Smokers have scores of reasons to give up the habit. In addition to contributing to cardiovascular disease, lung cancer and other lung ailments, cancers elsewhere in the body, wrinkled skin, and diseases of the eyes, nose and mouth, smoking may also contribute to cognitive decline.

There's growing evidence suggesting that using cigarettes can affect the brain in negative ways, including causing cognitive decline as early as age 45. According to the study "Impact of Smoking on Cognitive Decline in Early Old Age," led by Severine Sabia, as published in the journal Archives of General Psychiatry, smoking is a possible risk factor for dementia, although the impact smoking has on the brain may have been underestimated in elderly populations because of the general shorter life span of smokers.

Study participants were given a battery of tests in memory, vocabulary and executive function that included reasoning and fluency, and a global cognitive score. Both men and women participated (5,099 men and 2,137 women, with a mean age of 56), and smoking history was recorded over the 10-year assessment period. An analysis revealed that a cognitive decline occurred in all tests except vocabulary among all participants, but mostly in men. However, faster cognitive decline was observed among current smokers compared with those who had never smoked. The size of the effect associated with smoking was similar to that of 10 years of aging.

Findings are similar to other research being done on the topic of smoking and its impact on the brain. The Alzheimer's Society states that smoking is bad for the heart, lungs, and vascular system — including the blood vessels that feed oxygen and nutrients to the brain. Recent research has shown that smoking is a significant risk factor for vascular dementia and Alzheimer's disease, with smokers twice as likely to develop the disease as nonsmokers.

The Mayo Clinic defines vascular dementia as problems with reasoning, planning, judgement, memory and other thought processes caused by brain damage from impaired blood flow to the brain. Factors that increase the risk for vascular dementia are high cholesterol and smoking.
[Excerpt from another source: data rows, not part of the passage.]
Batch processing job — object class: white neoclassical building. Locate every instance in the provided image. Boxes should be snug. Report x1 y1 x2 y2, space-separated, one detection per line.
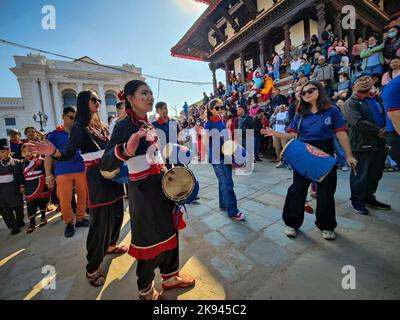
0 54 144 138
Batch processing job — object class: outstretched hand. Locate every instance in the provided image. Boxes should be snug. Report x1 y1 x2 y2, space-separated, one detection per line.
25 140 56 156
260 128 276 137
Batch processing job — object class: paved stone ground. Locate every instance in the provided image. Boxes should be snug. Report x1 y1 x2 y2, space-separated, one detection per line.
0 161 400 300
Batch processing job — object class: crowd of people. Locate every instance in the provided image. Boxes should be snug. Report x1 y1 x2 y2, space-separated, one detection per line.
0 21 400 300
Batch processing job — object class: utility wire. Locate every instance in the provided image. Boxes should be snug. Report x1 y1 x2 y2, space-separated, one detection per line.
0 38 212 86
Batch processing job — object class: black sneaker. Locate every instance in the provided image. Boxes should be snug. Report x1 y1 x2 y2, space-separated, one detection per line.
364 199 392 210
351 202 369 216
75 219 89 228
11 228 21 236
64 223 75 238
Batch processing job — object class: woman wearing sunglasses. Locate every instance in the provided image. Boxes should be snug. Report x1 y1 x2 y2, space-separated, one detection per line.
29 90 127 287
204 99 245 221
262 81 357 240
100 80 195 300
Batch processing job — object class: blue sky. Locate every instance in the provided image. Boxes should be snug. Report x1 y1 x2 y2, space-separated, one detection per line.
0 0 223 115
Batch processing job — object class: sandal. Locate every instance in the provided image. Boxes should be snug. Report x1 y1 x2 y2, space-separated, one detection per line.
107 246 128 254
86 270 106 287
39 220 47 228
162 276 196 291
26 227 35 234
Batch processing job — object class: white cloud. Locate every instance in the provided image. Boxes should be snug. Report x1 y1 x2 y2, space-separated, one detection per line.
173 0 207 15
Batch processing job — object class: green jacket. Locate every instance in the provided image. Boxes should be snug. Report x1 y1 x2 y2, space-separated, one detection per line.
360 43 385 70
344 93 386 152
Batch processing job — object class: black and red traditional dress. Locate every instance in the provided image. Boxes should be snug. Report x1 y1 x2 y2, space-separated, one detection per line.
20 156 51 218
0 157 25 230
101 109 184 293
56 122 125 273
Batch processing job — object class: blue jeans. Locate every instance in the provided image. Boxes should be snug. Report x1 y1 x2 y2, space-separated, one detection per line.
364 64 385 75
212 163 239 217
333 136 347 167
254 135 261 159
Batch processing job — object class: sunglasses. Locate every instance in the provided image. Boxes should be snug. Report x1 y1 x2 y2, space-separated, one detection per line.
301 88 318 97
90 97 101 104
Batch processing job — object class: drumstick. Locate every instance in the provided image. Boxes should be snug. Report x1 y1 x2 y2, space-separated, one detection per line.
351 165 357 177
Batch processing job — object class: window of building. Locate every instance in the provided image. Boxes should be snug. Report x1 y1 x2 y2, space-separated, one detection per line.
4 118 17 126
106 93 117 106
63 91 76 107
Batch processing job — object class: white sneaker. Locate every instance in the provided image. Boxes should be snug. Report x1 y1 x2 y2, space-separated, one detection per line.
285 226 297 238
322 230 336 240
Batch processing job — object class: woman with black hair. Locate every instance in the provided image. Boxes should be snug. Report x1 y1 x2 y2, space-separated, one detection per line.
203 99 245 221
100 80 195 300
261 81 357 240
29 90 127 287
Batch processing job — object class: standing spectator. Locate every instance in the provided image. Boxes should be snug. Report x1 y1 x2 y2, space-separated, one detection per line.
382 56 400 87
254 109 264 162
272 52 281 81
9 129 22 160
360 37 385 75
45 107 89 238
270 104 289 168
0 139 25 235
183 101 189 119
24 127 38 142
109 102 126 136
344 72 391 215
384 26 400 63
382 69 400 165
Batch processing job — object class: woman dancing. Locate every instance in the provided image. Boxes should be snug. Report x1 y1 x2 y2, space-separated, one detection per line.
261 81 357 240
101 80 195 300
28 90 127 287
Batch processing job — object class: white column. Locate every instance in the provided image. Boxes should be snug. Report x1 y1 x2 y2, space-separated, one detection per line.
51 82 63 125
32 79 42 113
99 84 108 123
40 80 57 132
76 82 83 96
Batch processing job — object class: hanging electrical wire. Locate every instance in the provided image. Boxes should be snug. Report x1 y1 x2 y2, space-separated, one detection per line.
0 39 212 86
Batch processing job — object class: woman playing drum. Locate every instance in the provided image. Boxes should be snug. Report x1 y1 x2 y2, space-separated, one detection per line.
261 81 357 240
100 80 195 300
204 99 245 221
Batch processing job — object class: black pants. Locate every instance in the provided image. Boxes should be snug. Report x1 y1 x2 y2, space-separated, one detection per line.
26 198 49 218
136 245 179 291
350 148 387 203
386 133 400 166
283 167 337 231
0 205 24 230
86 199 124 273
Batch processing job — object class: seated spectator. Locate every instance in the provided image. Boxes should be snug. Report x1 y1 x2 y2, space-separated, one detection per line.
384 26 400 63
382 56 400 87
298 57 311 77
289 54 301 81
360 37 384 75
271 87 287 110
311 55 335 81
333 69 351 100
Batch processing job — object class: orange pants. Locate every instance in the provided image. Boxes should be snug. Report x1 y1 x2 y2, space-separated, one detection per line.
56 172 87 224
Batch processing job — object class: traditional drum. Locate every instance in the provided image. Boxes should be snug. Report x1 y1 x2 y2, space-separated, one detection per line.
221 140 247 166
162 167 199 203
282 139 337 182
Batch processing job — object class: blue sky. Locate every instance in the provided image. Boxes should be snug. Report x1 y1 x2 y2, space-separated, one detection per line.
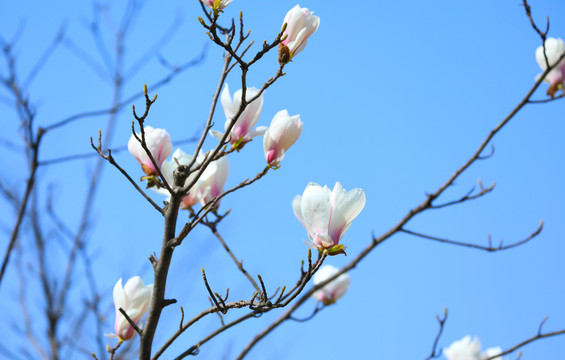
0 0 565 359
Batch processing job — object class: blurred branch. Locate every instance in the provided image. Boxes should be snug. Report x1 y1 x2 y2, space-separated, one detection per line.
38 136 198 166
484 318 565 360
90 132 163 214
203 221 260 291
0 33 45 284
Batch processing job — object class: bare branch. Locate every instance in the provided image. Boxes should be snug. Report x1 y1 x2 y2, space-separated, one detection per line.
426 308 447 360
399 221 543 252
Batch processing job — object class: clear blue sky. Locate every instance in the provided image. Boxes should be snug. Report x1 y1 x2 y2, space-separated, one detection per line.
0 0 565 359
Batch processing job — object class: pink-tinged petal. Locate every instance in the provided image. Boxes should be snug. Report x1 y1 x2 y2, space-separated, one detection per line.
263 110 302 166
329 189 366 241
113 276 153 340
220 83 237 120
301 183 331 234
279 5 320 56
292 182 366 250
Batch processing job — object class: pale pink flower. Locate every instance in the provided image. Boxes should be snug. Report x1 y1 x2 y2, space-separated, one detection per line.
536 38 565 97
198 156 230 206
114 276 153 340
312 265 351 305
210 84 267 145
292 182 365 249
443 335 502 360
128 126 173 176
263 110 302 166
279 5 320 64
201 0 233 10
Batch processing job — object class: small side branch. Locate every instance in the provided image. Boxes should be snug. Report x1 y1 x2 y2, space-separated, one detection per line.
426 308 447 360
399 221 543 252
430 179 496 209
90 131 163 214
484 318 565 360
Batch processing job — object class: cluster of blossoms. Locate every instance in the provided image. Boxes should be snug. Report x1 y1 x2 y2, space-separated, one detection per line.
536 38 565 97
120 0 356 341
443 335 502 360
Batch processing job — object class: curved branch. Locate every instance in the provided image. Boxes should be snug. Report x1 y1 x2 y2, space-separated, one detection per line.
399 221 543 252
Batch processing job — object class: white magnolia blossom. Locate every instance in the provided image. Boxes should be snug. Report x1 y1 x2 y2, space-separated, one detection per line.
279 5 320 63
536 38 565 96
443 335 502 360
312 265 351 305
114 276 153 340
201 0 233 10
152 149 204 209
128 126 173 176
210 84 267 145
292 182 365 249
263 110 302 166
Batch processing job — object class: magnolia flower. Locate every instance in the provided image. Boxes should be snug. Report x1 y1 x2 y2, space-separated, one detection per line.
279 5 320 65
152 149 204 209
536 38 565 97
263 110 302 166
198 156 230 206
128 126 173 176
114 276 153 340
443 335 502 360
200 0 233 10
210 84 267 146
312 265 351 305
292 182 365 254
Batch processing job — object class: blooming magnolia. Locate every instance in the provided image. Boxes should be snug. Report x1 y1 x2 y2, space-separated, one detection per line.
152 149 204 209
198 156 230 205
210 84 267 146
443 335 502 360
536 38 565 97
312 265 351 305
114 276 153 340
292 182 365 254
279 5 320 64
128 126 173 176
263 110 302 166
201 0 233 10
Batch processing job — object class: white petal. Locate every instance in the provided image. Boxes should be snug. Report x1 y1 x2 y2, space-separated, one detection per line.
301 183 331 234
113 278 127 311
329 187 366 241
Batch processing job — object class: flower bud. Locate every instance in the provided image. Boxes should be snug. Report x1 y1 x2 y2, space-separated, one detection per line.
279 5 320 65
210 84 266 147
536 38 565 97
200 0 233 10
128 126 173 176
263 110 302 166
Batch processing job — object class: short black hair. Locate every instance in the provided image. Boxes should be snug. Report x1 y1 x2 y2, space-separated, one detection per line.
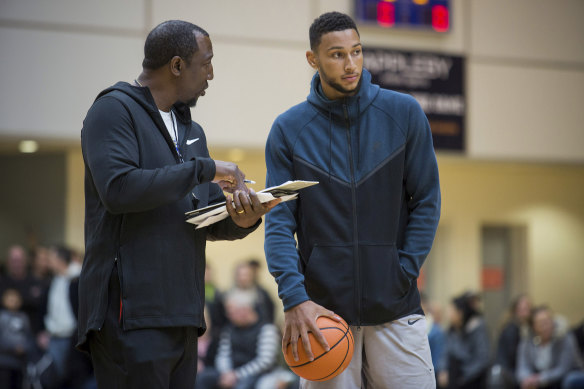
142 20 209 70
308 12 361 50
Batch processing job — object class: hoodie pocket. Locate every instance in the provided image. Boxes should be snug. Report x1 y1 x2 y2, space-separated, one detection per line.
360 244 411 323
304 245 357 323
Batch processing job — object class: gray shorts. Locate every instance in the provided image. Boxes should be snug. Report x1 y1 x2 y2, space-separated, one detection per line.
300 315 436 389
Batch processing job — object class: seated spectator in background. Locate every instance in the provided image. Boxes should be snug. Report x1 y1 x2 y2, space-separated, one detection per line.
30 246 53 337
247 259 275 323
196 290 279 389
231 261 274 323
495 294 531 384
205 262 227 339
45 246 78 379
30 246 52 288
0 289 34 389
572 320 584 360
0 245 47 342
438 293 490 389
67 250 83 278
197 306 219 373
516 306 581 389
421 293 446 378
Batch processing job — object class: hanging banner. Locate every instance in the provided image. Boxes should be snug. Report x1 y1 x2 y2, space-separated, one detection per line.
363 47 466 151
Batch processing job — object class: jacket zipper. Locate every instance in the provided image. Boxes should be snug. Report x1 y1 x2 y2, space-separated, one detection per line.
343 103 361 325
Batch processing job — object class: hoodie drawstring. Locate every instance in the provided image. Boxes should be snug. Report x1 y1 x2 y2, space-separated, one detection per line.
357 96 361 169
328 109 333 182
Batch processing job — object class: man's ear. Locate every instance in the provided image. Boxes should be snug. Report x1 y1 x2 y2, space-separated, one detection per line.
306 50 318 70
170 55 184 77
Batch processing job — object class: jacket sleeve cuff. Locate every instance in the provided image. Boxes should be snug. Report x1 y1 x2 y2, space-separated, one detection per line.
282 288 310 312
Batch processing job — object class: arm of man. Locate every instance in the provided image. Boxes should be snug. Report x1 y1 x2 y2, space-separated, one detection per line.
81 96 245 214
264 121 338 360
399 99 440 282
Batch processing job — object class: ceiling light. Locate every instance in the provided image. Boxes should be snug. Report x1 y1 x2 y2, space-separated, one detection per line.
18 140 39 153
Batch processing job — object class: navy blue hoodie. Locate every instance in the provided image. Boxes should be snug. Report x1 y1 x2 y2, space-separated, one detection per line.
265 69 440 325
79 82 260 347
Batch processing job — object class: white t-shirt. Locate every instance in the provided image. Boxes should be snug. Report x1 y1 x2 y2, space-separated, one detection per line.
158 110 178 145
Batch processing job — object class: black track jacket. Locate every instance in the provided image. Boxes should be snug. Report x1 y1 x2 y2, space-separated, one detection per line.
78 82 261 349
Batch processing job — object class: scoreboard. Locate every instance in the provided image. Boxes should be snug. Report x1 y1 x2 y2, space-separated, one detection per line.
355 0 450 32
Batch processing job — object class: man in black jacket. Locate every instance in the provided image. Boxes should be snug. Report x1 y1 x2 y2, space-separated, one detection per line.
78 20 277 388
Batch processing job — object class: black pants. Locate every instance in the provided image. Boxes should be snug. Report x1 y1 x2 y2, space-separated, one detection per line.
88 268 197 389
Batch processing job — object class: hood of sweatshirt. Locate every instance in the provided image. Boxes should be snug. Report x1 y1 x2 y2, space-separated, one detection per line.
307 68 380 176
308 68 380 123
95 81 191 128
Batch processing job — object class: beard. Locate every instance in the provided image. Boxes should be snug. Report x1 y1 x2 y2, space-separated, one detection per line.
318 69 362 95
185 96 199 108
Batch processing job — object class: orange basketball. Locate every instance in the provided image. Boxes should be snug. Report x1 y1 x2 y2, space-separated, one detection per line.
284 316 354 381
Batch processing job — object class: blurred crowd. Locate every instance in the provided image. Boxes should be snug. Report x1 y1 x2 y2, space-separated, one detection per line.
0 245 298 389
196 259 299 389
0 245 584 389
0 245 97 389
422 292 584 389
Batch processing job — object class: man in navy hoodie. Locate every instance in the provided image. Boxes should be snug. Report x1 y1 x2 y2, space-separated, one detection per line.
265 12 440 389
78 20 276 389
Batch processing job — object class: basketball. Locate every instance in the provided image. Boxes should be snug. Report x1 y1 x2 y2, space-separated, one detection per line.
284 316 354 381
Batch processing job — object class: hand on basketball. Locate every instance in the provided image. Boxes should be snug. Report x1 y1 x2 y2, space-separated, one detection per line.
225 189 282 228
282 300 341 361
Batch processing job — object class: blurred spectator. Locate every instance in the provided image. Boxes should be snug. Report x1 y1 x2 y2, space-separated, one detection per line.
31 246 52 287
516 306 581 389
421 293 446 371
45 246 77 378
0 289 33 389
235 259 274 323
197 307 219 373
572 320 584 360
495 294 531 386
67 250 83 278
0 245 46 334
438 293 490 389
196 289 279 389
205 262 227 339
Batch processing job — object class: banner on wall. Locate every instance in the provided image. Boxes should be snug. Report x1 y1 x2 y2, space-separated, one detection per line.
363 47 466 151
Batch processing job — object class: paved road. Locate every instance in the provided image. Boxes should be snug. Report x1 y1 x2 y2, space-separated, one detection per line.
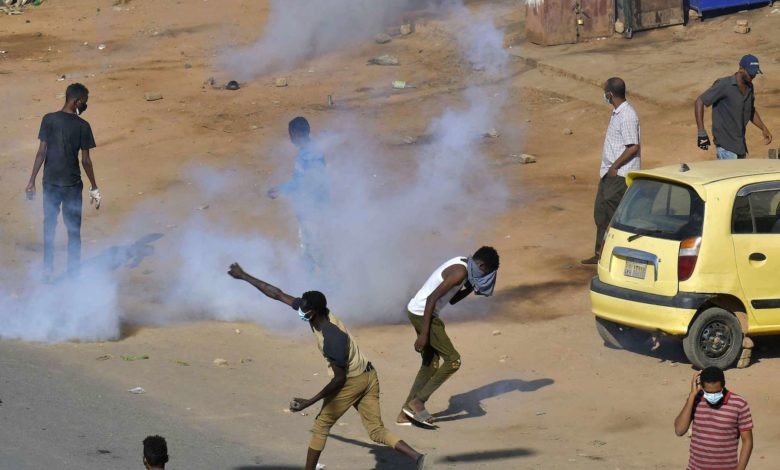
0 341 294 470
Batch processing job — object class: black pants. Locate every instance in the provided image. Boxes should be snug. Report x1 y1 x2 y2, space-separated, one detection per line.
43 182 84 274
593 176 626 255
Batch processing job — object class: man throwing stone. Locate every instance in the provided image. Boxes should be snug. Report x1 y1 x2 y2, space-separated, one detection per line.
228 263 425 470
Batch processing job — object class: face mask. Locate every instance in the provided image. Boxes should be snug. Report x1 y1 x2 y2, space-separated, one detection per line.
298 307 309 321
704 390 723 405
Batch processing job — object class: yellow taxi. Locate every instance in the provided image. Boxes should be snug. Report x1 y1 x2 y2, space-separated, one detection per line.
590 159 780 369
Dementia can be brought on by stroke, whether it's a large stroke or a series of mini-strokes. WebMD says vascular dementia can occur over time as "silent" strokes build up — something that seems to occur more readily in smokers and those with cardiovascular disease.

Symptoms of cognitive decline that may result from smoking and vascular dementia can include:

• problems with short-term memory

• wandering or getting lost

• trouble managing money

• difficulty planning or following through on activities

• loss of bladder or bowel control

• delusions or hallucinations

• inappropriate emotions

• impaired coordination or balance

More research is needed with regard to the association between smoking and cognitive decline related to dementia. If research continues to prove a correlation, greater warning may be issued about smoking and its effect on parts of the body beyond the heart and lungs. Even at this early junction, current research suggests yet another reason to quit lighting up.